Thursday, May 30, 2013

Invisible Americans

There are times when we look at the topics our colleagues in the broader media choose to cover, and then look at the topics regular Americans across the nation care about, and we have no trouble at all understanding why some Americans simply ignore news and information-based media.

We can guarantee you that today some in the media will still be talking about Rep. Michele Bachmann's announcement that she won't run for re-election in 2014, or how Rhode Island Governor Lincoln Chafee has chosen to join the Democratic Party. Likewise, there will still be those trying to stir up ratings with "scandal" stories about Eric Holder or new stories about James Comey, President Obama's nominee to head the FBI.

There may even be a few stories about the economy, though they will likely focus on how a strong stock market and steadily rebounding housing market are helping America's recovery, even in the face of austerity.

What you're far less likely to see - other than here - are stories about how millions of Americans still need decent paying jobs, since both Republicans and Democrats continue to walk away from the issue, a story many in the media still don't find "sexy enough" to cover very often.

You're also unlikely to see piles of stories talking about the still-growing inequality in America, and how tax cuts for the rich actually make it worse. There also aren't many stories about how poor Americans are getting screwed by both Republicans and Democrats as Congress pushes towards gutting food stamps, or about how women are now the primary "breadwinners" in forty percent of American homes - not because they want to be, but often because they have to be.

Don't look for many stories on the sequester either, since statistics say it really hasn't hit DC that hard - or, more specifically, it hasn't hit people who work in the national media in DC, New York, and LA that hard.

We almost feel that the pessimistic opinion a friend of ours has been repeating for several years may be on the verge of coming true: that the news has, in fact, been cancelled.

We're willing to admit that news gathering is incredibly difficult today - especially when blind, ignorant executives in corporate media continue to gut their own companies of the people who actually create the products they're trying to sell.

Further, many of the stories we've referenced above are worthy of reading, both on their own, and as parts of larger narratives about topics like politics, government and the economy.

However, the core of those larger narratives still needs far more reporting, from media organizations much larger and more well-staffed than ours, so that issues like the millions of Americans still out of work won't be ignored by both major political parties.

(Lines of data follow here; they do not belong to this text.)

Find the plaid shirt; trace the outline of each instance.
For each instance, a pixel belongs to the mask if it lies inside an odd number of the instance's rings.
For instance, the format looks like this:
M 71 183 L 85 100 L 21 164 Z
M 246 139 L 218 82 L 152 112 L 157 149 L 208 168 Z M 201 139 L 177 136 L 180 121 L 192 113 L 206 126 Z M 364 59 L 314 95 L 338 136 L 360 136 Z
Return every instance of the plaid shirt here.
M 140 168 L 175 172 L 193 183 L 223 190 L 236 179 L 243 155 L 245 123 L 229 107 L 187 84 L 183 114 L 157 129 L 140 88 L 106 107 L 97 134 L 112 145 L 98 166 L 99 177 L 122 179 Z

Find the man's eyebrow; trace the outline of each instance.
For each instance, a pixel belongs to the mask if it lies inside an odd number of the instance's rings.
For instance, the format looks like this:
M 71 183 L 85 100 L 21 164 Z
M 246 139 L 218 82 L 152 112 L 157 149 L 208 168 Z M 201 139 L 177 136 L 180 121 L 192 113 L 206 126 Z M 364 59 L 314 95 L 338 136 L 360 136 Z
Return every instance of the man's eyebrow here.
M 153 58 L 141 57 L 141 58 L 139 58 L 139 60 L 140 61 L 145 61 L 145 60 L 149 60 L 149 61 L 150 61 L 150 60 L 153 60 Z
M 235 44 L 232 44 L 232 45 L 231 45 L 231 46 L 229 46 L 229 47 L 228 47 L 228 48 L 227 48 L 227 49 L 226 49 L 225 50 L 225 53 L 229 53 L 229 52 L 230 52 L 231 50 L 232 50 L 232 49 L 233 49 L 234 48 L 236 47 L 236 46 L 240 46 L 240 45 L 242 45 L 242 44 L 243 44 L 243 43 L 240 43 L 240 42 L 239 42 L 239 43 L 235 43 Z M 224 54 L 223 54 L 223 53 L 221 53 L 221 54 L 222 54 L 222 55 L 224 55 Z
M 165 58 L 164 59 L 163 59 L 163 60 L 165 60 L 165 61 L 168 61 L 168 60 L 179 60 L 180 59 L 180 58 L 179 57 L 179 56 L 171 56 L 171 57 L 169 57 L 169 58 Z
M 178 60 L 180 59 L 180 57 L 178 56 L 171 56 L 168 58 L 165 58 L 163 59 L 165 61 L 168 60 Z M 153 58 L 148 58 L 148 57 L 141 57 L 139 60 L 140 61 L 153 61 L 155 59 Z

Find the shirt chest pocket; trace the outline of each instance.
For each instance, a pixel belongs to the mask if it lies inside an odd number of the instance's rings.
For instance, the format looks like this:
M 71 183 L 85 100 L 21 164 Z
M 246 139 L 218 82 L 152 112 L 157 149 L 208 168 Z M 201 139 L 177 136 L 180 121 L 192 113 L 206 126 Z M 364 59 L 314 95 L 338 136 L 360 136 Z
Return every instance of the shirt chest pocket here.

After all, as the Quinnipiac poll released this morning proves, what Americans really care about are jobs and the economy.

It's true that President Obama and Ben Bernanke have done a surprisingly good job keeping the economy moving forward in an incredibly difficult environment - and things are significantly better than they were four years ago.

That said, both major national political parties are still walking away from millions of Americans who are still out of work - and the media isn't paying enough attention either.